— Пархатый жид, — с жаром заключил Феру, — он всегда был и останется пархатым жидом! Преподаватель-жид — да где это видано? Вот посмотрите, чем все это кончится!
С этими словами он скрылся в толпе, отчаянно жестикулируя и дергаясь всем своим нескладным телом.
Марк только пожал плечами, Феру просто невменяем: в самом деле, нарисованная им картина казалась Марку порядком преувеличенной. Какой смысл отвечать этому неудачнику, который, того и гляди, окончательно свихнется из-за преследующих его невзгод? И Марк направился к площади Капуцинов, подавленный всем, что ему довелось слышать, испытывая какое-то глухое беспокойство.
В четверть первого он возвратился в домик на площади Капуцинов. В столовой был накрыт стол, и все были в сборе, ожидая его, — он опоздал на целых пятнадцать минут. Г-жа Дюпарк была вне себя из-за этого нового опоздания. Она промолчала, но по тому, как резко уселась на свое место и с раздражением развернула салфетку, было видно, до чего ее возмущала подобная неаккуратность.
— Прошу извинить меня, — стал оправдываться молодой человек, — мне пришлось ждать прибытия прокурора, а на площади такая толпа, что я едва пробрался.
Хотя бабушка твердо решила молчать, у нее вырвалось восклицание:
— Надеюсь, вы не станете заниматься этой отвратительной историей!
— Ну конечно, — спокойно ответил он, — я тоже надеюсь, что мне не придется ею заниматься, разве только из чувства долга.

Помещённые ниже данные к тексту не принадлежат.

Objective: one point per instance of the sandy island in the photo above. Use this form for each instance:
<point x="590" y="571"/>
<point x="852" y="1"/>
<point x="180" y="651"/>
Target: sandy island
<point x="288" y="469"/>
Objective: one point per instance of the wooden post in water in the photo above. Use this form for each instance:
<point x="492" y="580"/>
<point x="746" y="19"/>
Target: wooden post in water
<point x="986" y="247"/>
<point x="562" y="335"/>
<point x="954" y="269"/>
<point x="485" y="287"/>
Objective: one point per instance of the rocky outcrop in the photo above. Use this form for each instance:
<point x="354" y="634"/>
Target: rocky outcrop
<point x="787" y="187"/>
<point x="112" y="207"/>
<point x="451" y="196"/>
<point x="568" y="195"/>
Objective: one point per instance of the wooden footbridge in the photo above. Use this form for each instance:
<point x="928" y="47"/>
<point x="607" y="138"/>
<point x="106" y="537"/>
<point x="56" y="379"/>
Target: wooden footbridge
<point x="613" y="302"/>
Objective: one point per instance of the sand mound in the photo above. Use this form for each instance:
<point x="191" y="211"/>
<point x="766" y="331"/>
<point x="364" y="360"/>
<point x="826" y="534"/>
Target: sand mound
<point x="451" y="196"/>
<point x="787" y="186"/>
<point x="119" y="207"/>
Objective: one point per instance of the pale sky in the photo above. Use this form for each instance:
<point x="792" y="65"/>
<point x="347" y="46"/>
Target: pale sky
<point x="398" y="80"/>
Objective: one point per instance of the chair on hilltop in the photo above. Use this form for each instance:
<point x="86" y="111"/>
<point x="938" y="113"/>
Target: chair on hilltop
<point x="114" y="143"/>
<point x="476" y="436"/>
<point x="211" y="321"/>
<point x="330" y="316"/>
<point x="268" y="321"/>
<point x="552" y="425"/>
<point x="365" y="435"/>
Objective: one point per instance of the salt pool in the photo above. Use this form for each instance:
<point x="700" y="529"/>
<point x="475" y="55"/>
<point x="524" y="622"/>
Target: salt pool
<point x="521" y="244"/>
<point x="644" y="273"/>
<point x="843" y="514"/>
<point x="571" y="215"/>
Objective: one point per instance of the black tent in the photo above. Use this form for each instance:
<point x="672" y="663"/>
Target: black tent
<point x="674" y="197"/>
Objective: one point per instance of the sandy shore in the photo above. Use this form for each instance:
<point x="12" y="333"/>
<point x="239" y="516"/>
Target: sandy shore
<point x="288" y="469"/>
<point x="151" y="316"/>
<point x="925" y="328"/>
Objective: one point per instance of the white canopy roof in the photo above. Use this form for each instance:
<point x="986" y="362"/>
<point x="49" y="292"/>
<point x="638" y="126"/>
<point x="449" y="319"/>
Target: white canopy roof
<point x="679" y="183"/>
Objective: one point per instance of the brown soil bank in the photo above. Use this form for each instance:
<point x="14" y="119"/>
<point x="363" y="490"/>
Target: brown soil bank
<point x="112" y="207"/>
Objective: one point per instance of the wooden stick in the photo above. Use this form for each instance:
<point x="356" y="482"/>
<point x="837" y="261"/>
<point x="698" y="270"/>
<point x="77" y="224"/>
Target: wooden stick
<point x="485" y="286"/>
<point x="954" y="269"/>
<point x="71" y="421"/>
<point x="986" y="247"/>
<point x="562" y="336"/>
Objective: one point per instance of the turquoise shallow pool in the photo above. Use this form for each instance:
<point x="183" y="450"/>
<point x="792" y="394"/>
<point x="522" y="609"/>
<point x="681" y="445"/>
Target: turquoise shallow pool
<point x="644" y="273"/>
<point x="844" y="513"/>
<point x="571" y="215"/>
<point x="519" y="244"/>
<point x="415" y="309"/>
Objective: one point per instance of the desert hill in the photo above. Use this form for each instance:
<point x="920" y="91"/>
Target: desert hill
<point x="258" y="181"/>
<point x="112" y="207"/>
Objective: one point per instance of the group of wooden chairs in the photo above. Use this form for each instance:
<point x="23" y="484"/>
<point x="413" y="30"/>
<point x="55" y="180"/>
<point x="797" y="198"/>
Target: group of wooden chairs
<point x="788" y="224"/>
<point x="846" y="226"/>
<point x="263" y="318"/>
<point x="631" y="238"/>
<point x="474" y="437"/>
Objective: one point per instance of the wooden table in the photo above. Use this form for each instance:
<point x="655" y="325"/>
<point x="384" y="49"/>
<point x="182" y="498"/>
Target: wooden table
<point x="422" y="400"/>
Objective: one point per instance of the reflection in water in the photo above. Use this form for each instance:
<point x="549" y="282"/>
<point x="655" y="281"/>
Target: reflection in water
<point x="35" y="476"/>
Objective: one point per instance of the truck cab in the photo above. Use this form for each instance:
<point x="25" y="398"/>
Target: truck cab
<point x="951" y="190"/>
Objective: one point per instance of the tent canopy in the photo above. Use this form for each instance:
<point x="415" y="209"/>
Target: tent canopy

Когда Пелажи подала омлет и бараньи котлеты с картофельным пюре, он стал рассказывать все, что знал, не опуская ни единой подробности. Женевьева слушала, содрогаясь от ужаса и жалости, а ее мать, г-жа Бертеро, не менее взволнованная, удерживала слезы, украдкой поглядывая на г-жу Дюпарк, словно пытаясь угадать, способна ли она растрогаться. Но бабушка вновь замкнулась в молчаливом осуждении всего, что казалось ей несовместимым с установленными правилами. Она неторопливо ела и под конец сказала:
— Я хорошо помню, как в дни моей юности в Бомоне исчез ребенок. Потом его нашли на паперти церкви святого Максенция, он был разрезан на четыре части: не хватало только сердца… Обвинили евреев, которым оно понадобилось для пасхальной мацы.
Марк не верил своим ушам.
— Вы, конечно, шутите, бабушка, не может быть, чтобы вы верили в эти гнусные россказни?
Она посмотрела на него холодным, ясным взглядом и, не давая прямого ответа, сказала:
— Мне просто это вспомнилось… Разумеется, я никого не обвиняю.
Пелажи, подававшая сладкое, позволила себе вмешаться в разговор с фамильярностью старой прислуги.
— Сударыня права, что никого не обвиняет, и все бы должны так же поступать… Преступление переполошило весь квартал, и не перескажешь, какие ходят всюду сплетни, я сама только что слыхала, как один рабочий кричал, что давно пора спалить школу Братьев.
Все промолчали. Марк, пораженный словами прислуги, сделал резкое движение, — но тут же сдержался, считая, что благоразумнее не высказывать своих соображений.
Пелажи продолжала:
— Сударыня, может быть, вы разрешите мне сходить на раздачу наград после обеда? Хотя мой племянник Полидор едва ли что получит, мне все-таки хотелось бы там побывать… Бедные Братья! Каково им будет на этом празднике, после того как убили их лучшего ученика.